The range() function by default does not support a decimal (float) step in Python. It always accepts an integer.

But what if you want your step to be a float? Like this: [1.1, 1.1, 1.2, …, 2.0]. If you attempt range(1, 2, 0.1), the interpreter will raise a TypeError.

That’s where different techniques come into the picture, based on the field you are working in.

Method 1: List comprehension with manual range

The most Pythonic way, without using external libraries, is to use list comprehension and create a new list with a manual range with a decimal step.

def decimal_range(start, stop, step):
    return [start + i * step for i in range(int((stop - start) / step))]

range_list_with_decimal = decimal_range(1, 2, 0.1)

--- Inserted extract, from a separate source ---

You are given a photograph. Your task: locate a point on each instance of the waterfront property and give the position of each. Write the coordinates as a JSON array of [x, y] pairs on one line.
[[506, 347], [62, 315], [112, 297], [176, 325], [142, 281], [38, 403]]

print(range_list_with_decimal)  

# Output: [1.0, 1.1, 1.2, 1.3, 1.4, 1.5, 1.6, 1.7000000000000002, 1.8, 1.9]

In this code, we defined a custom function that accepts three arguments:

1. start: Starting point of the sequence (1)
2. stop: Ending point of the sequence (2).
3. step: It is a float value that defines the interval between the sequence.

The int((stop – start) / step) function calculates the total number of values in the sequence, which should be an integer. In our case, the total number of elements in a list should be 10, from 1.0 to 1.9.

start = 1
stop = 2
step = 0.1

(stop - start) = 1

1 / 0.1 = 10

int(10) = 10

The start + i * step suggests the following logic:

For each i in range(10), it calculates:

1 + 0 * 0.1 = 1.0
1 + 1 * 0.1 = 1.1
1 + 2 * 0.1 = 1.2
...
1 + 9 * 0.1 = 1.9

And hence we get the output list with proper sequence.

However, there is one value which is 1.7000000000000002. This is because floating-point arithmetic is not perfectly accurate in binary. So, this is a disadvantage of this approach. Also, the stop value is 2.0, which is not included in the final list output.

Method 2: NumPy linspace()

If you are working with pure numeric and scientific data and do not mind using an external library, use numpy.linspace() method.

It generates the exact count of evenly-spaced values (endpoint inclusive by default).

import numpy as np

# Generating exactly 10 points from 0 to 1
numpy_array = np.linspace(1, 2, 10)

print(numpy_array.astype(float).tolist())
# Output: [1.0, 1.1111111111111112, 1.2222222222222223, 1.3333333333333333, 1.4444444444444444, 1.5555555555555556, 1.6666666666666665, 1.7777777777777777, 1.8888888888888888, 2.0]

# Excluding endpoint
no_endpoint = np.linspace(1, 2, 10, endpoint=False)

print(no_endpoint.astype(float).tolist())
# Output: [1.0, 1.1, 1.2, 1.3, 1.4, 1.5, 1.6, 1.7000000000000002, 1.8, 1.9]

In the first output, you can see that the final range includes the endpoint 2.0. That means the np.linspace() method does include the endpoint.

If you do not want to include the endpoint in the final range, pass endpoint=False to the np.linspace().

The numpy library returns an array; to convert it to a list, use the .tolist() method on the numpy object.

Method 3: Using NumPy arange()

If you want to generate an array quickly with floating-point steps, which is best for performance and array operations, use numpy.arange() method.

import numpy as np

# Basic decimal range
numpy_array = np.arange(0, 1, 0.1)

print(numpy_array.astype(float).tolist())
# Output: [0.0, 0.1, 0.2, 0.30000000000000004, 0.4, 0.5, 0.6000000000000001, 0.7000000000000001, 0.8, 0.9]

# Negative step
backward_array = np.arange(5, 0, -0.5)

print(backward_array.astype(float).tolist())
# Output: [5.0, 4.5, 4.0, 3.5, 3.0, 2.5, 2.0, 1.5, 1.0, 0.5]

In this code, we generated a standard sequence and a backward sequence by passing the steps, positive and negative.

Method 4: Using “decimal” module (High precision)

If you are going for an arbitrary precision with no floating-point artifacts and financial calculation with no decimal errors, use the decimal module.

from decimal import Decimal

start, stop, step = Decimal("1.0"), Decimal("2.0"), Decimal("0.1")
nums = []

x = start
while x <= stop:
    nums.append(x)
    x += step

print([float(n) for n in nums])

# Output: [1.0, 1.1, 1.2, 1.3, 1.4, 1.5, 1.6, 1.7, 1.8, 1.9, 2.0]

In this code, we use a while loop to generate a range of decimal numbers with a specified decimal step.

We defined a nums list and appended a decimal value one by one within a while loop.

Using list comprehension, we created a new list with all the floating-point values and printed the list of range.